I think we were talking about trains, weren’t we? Yeah so I waited and waited and this train finally comes. I notice that it’s going awfully slow. And it’s only the front car. Whatever that thing is called. The Anti-Caboose. The Ying to the caboose’s Yang. It passes the intersection and, get this, it stops. Just stops. The conductor starts walking down his stairs. I was so annoyed that I was STILL stuck at this light that I didn’t even have time to be upset that the conductor wasn’t wearing blue pinstripe overalls and a cool hat. He walked around the front of the train to the other side. Now let me just throw this out there- Why is it safe enough for him to get out and walk IN FRONT of the train but it’s not safe enough for us to drive BEHIND a parked train?

He finally walks back around and gets in the train and starts going again. The train crossing gods deem it a safe area and raise the bars. We’re free.

I tell you this story so that we can have a lesson in emotion. If you were in my head (and praise the Lord that you aren’t, I’m sure that’s not a fun place to be) you would know that this was the emotional journey I went on:

-Oh a train way off in the distance! Exciting!
-Wait, what? It’s too soon. It’s still so far. Don’t force me to stop yet!
-Seriously. This is ridiculous.
-Trains are dumb. Will it just get here already?
-Ohhhh that’s kind of cool. I guess you are never too old to appreciate the wonders of trains!
-Okay but this is overkill.
-We’re done! GO AWAY.

Did you follow? Those were my emotions in chronological order.

Now, if any of you have any connections with Hobby Lobby, I would greatly appreciate it if you’d forward this post to them. (Or click on the words “Hobby Lobby” over and over and over so that they’ll come here and read this.) Tell them to take the above emotional journey and let them know that this is EXACTLY HOW I FEEL ABOUT THEIR CHRISTMAS DECORATIONS.

-Oh Christmas is way off in the distance!
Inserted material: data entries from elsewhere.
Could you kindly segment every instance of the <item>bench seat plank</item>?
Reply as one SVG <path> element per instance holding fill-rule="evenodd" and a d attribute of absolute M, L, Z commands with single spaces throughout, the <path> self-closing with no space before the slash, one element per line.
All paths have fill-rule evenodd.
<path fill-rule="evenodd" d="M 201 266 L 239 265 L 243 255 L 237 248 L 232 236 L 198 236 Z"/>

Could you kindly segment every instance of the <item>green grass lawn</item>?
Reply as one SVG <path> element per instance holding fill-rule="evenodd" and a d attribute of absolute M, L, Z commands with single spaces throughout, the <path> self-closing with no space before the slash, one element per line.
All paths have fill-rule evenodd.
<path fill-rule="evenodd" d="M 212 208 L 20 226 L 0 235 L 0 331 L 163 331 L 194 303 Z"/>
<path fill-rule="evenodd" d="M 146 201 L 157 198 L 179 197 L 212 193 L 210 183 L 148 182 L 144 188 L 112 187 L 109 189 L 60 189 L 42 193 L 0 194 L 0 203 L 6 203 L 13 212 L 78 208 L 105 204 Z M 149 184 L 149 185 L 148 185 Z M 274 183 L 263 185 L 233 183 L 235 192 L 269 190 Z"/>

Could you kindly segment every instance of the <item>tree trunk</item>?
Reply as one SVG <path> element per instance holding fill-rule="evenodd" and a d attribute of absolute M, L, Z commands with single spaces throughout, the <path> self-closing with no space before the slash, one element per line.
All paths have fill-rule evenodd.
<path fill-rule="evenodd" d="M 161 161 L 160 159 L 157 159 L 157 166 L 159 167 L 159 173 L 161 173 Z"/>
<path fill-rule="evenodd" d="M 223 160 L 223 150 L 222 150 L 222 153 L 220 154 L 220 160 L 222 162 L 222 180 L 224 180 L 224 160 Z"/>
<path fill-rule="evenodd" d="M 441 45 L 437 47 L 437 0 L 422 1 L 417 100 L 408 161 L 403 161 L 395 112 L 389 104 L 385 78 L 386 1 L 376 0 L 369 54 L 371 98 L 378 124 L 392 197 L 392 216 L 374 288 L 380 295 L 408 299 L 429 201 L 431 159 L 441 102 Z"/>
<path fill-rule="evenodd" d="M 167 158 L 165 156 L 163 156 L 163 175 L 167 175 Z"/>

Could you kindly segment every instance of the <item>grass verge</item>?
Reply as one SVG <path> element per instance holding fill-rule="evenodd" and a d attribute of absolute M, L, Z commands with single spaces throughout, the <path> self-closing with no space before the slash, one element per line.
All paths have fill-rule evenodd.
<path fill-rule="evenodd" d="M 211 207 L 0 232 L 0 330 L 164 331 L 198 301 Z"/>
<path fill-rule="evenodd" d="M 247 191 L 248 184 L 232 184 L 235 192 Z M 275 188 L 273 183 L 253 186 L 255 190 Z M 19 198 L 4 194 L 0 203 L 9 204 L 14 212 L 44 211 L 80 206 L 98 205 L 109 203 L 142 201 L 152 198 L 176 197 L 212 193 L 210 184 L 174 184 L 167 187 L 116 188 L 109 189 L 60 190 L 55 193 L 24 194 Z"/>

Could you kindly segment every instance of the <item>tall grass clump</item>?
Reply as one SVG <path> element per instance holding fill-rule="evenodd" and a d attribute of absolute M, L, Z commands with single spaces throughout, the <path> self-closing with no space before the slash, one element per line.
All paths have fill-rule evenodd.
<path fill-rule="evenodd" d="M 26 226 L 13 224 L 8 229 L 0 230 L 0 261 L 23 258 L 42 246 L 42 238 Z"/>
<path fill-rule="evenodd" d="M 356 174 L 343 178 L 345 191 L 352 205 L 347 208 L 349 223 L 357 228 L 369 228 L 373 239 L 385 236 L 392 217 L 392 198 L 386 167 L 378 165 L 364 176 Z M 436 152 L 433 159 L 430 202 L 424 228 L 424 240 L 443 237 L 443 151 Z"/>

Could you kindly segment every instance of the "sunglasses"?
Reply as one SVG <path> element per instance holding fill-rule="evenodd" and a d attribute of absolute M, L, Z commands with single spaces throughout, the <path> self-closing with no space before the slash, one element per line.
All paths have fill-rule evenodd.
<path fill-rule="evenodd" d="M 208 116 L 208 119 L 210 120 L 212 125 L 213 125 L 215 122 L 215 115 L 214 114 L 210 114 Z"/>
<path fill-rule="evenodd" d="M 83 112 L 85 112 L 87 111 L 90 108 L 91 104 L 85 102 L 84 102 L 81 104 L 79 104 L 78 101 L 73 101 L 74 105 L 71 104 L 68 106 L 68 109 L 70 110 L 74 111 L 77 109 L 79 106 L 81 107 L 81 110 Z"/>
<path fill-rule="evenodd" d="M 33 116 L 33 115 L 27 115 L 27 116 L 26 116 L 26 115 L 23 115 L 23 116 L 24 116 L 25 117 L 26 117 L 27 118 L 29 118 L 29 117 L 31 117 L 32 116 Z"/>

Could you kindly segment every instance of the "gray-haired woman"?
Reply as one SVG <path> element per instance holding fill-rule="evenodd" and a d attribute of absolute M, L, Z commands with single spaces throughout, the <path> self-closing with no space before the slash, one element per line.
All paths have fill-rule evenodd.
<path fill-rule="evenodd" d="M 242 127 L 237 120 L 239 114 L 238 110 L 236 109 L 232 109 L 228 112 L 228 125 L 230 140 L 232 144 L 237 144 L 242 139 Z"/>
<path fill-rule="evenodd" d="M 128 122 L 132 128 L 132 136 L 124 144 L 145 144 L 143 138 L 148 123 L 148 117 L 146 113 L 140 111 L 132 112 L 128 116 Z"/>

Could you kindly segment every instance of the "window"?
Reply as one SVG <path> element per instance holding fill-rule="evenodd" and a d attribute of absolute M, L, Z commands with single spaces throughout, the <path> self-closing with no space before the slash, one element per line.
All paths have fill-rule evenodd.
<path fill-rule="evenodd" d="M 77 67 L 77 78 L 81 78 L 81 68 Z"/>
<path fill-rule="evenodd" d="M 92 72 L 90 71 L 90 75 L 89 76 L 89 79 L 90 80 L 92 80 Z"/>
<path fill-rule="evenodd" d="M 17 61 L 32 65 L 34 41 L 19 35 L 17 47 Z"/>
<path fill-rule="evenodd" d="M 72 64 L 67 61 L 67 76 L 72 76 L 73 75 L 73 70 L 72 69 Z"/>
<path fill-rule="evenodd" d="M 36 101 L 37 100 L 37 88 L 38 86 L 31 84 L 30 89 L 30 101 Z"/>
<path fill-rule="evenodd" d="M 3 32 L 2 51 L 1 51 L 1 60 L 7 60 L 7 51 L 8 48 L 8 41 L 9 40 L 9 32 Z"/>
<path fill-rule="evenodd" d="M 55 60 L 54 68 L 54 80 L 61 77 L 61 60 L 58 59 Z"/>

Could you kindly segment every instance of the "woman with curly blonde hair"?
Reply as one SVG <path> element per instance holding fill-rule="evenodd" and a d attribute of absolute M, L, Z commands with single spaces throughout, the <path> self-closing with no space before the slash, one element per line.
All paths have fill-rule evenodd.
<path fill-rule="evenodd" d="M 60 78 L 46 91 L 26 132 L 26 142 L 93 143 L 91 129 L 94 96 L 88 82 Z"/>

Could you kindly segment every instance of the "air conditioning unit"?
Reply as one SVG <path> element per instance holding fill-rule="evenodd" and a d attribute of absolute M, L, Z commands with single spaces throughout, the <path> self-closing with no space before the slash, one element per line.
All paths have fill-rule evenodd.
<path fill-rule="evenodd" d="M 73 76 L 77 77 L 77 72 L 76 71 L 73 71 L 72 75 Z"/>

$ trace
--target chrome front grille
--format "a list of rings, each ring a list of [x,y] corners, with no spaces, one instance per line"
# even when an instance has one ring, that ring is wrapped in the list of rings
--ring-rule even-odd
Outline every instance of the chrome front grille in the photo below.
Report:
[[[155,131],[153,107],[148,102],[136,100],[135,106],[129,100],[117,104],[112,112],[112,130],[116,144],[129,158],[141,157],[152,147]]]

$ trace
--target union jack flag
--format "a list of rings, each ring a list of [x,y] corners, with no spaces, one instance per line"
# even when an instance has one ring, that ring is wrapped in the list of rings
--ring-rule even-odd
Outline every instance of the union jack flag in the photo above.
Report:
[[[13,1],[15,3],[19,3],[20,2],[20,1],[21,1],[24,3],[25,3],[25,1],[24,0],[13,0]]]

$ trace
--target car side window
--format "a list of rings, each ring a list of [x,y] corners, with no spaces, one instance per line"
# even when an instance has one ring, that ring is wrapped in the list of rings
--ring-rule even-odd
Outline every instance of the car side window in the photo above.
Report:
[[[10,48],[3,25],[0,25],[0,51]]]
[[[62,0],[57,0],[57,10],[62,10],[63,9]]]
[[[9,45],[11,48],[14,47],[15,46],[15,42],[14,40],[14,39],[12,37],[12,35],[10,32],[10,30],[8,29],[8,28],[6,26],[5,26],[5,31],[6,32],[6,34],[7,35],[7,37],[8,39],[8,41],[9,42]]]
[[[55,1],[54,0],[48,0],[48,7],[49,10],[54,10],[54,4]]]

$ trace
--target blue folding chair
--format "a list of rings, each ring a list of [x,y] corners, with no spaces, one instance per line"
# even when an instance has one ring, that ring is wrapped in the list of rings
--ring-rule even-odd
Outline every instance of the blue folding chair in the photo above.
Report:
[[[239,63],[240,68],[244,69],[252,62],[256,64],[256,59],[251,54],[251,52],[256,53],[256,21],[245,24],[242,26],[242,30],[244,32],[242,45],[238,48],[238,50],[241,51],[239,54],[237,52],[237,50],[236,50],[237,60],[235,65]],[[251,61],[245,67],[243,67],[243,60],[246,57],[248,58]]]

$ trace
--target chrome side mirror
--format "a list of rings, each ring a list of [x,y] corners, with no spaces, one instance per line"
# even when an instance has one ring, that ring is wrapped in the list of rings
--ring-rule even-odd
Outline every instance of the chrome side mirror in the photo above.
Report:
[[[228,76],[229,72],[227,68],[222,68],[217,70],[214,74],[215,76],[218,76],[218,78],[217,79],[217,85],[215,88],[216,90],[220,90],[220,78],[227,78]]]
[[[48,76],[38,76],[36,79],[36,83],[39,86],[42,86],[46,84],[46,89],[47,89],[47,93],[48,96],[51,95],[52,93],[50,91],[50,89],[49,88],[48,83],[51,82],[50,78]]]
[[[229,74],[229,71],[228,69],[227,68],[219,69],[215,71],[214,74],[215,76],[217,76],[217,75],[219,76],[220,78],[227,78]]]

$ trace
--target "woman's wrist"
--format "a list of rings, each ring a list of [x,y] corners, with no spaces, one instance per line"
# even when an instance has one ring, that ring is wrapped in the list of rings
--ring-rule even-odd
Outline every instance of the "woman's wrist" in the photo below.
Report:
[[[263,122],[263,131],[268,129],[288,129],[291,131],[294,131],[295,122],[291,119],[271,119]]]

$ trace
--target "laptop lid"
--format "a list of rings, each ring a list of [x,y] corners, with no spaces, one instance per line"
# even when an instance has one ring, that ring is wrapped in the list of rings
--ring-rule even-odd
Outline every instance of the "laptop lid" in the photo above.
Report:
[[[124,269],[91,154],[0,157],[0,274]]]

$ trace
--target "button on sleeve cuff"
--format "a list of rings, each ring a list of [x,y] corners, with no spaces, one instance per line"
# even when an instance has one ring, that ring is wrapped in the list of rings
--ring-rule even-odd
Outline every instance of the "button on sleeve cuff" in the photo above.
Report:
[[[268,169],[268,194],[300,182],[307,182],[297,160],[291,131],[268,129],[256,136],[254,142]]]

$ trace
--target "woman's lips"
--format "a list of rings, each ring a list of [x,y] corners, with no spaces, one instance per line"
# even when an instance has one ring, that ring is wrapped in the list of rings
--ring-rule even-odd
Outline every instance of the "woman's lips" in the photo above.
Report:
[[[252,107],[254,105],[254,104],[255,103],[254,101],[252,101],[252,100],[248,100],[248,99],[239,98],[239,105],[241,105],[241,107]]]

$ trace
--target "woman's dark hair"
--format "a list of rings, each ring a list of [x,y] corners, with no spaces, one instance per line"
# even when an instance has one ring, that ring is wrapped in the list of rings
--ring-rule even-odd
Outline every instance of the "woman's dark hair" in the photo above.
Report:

Exciting!
-Wait, what? It’s too soon. It’s still so far. Don’t force me to see decorations yet!
-Seriously. This is ridiculous.
-Christmas is dumb. Will it just get here already?
-Ohhhh that’s kind of cool. I guess you are never too old to appreciate the wonders of Christmas!
-Okay but this is overkill.
-We’re done! GO AWAY.

Hobby Lobby, I love you. I do. I think you are an excellent store. You have everything a girl could ever want besides shoes (maybe you should look into that). But closing your doors on Sundays so that “your workers have time to worship and be with their families” is TOTALLY negated by the fact that you are commercializing Christmas more than any other store on the planet. It’s disgusting. It’s painfully ironic. It’s annoying and frustrating and you are taking away the holiday anticipating warm fuzzies I normally like to get in the beginning on November. Hobby Lobby, you’ve done pissed me off.

I’ll step off my soapbox now. But I’m keeping it right here next to me incase I need to get back up there.